The Unnamed rolled onto his side so that Scolas could unbind the boiled bandage now sodden with river water. "It’s not going to kill me," he gasped, as Scolas ripped away the last layer stained brown.

"You’ve opened it up!" Scolas replied angrily. "lt would have been a neat scar! Now it’s going to be messy."

When Red and the girl returned, most of the boiled water was used to clean the wound and it did indeed open up and begin bleeding again. Scolas dried it as best he could and sprinkled something whitish into the length of the cut. He quickly bound it with clean bandage, drawing tightly together the now swollen lips of the wound as he did so. "Don’t get that wet, or take it off until I tell you to," the old man ordered. "And rest the leg," he added. He turned to Red, "What’s she doing here?" he asked, indicating the girl still trying to dry herself. "He must rest"

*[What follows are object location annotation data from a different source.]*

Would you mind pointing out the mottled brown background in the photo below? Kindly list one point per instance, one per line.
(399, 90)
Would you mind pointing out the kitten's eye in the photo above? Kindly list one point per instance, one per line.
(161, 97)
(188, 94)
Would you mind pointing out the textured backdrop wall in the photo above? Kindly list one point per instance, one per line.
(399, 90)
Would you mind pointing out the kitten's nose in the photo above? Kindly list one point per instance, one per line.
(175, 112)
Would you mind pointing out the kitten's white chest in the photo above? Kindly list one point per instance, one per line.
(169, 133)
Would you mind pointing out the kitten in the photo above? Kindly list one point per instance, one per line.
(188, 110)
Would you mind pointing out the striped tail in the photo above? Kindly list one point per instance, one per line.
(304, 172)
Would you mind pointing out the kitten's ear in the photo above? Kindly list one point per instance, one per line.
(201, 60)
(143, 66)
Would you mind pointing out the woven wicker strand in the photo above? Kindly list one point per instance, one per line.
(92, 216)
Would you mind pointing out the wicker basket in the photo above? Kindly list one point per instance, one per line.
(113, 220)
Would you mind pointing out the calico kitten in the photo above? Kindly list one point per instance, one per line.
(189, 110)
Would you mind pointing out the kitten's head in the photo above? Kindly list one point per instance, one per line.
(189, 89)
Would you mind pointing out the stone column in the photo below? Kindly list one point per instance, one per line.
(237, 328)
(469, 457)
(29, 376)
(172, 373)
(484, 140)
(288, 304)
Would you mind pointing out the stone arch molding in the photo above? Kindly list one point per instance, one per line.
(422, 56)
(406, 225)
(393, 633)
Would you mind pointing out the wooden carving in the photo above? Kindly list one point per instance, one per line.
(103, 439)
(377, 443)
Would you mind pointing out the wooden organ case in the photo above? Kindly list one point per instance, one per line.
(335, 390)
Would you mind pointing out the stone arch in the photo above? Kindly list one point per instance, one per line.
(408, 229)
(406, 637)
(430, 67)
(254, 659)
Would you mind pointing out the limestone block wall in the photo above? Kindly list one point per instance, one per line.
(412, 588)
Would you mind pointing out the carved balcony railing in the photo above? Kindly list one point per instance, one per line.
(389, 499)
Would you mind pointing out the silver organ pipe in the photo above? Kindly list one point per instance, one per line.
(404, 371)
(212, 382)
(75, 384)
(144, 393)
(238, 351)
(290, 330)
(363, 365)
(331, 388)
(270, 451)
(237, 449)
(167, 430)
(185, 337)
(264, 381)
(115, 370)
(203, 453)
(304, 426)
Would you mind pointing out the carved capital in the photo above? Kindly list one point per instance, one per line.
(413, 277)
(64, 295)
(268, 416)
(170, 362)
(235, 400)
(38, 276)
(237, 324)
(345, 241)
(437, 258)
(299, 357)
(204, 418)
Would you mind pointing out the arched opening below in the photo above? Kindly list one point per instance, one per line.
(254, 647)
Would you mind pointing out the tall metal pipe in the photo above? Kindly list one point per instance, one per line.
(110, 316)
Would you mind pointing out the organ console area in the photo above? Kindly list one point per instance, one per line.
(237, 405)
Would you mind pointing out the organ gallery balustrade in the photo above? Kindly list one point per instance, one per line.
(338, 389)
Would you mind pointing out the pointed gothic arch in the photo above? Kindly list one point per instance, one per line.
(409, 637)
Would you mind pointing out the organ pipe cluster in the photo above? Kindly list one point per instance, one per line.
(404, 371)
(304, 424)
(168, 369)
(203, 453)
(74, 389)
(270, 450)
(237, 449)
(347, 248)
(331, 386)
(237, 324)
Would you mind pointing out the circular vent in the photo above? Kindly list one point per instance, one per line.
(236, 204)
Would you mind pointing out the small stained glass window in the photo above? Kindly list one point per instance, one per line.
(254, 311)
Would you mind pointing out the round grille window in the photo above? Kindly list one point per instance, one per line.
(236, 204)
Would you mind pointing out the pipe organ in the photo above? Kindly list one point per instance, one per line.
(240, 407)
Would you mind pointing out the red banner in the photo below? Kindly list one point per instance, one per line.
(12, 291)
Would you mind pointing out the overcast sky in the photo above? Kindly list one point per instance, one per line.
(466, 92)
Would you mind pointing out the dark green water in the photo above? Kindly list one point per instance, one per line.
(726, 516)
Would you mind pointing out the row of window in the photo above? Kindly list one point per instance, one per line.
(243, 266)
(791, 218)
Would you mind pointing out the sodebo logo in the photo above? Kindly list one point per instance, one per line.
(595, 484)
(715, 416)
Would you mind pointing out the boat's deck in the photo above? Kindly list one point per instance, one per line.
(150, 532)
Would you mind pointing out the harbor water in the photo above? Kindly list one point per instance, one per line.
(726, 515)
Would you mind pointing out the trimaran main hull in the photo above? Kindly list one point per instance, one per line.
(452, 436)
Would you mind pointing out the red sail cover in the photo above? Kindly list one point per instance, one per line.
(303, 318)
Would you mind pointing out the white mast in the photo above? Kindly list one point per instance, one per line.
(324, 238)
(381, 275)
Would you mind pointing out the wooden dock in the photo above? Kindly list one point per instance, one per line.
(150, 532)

"I’ll get rid of her," Red replied, grabbing her arm.

"No!" the Unnamed sat up. There was something about his commanding voice, which made all who heard it obey. It crashed into the consciousness carrying a deep sense of threat. No one disobeyed the Unnamed. He commanded. Those who heard obeyed. He pulled the cloak back, inviting her to join him.

Damp, her thin linen dress still clinging to her slight form, she lay down beside him.

He pulled the cloak up to his neck covering her completely. "Leave us now. I am tired. I want to sleep."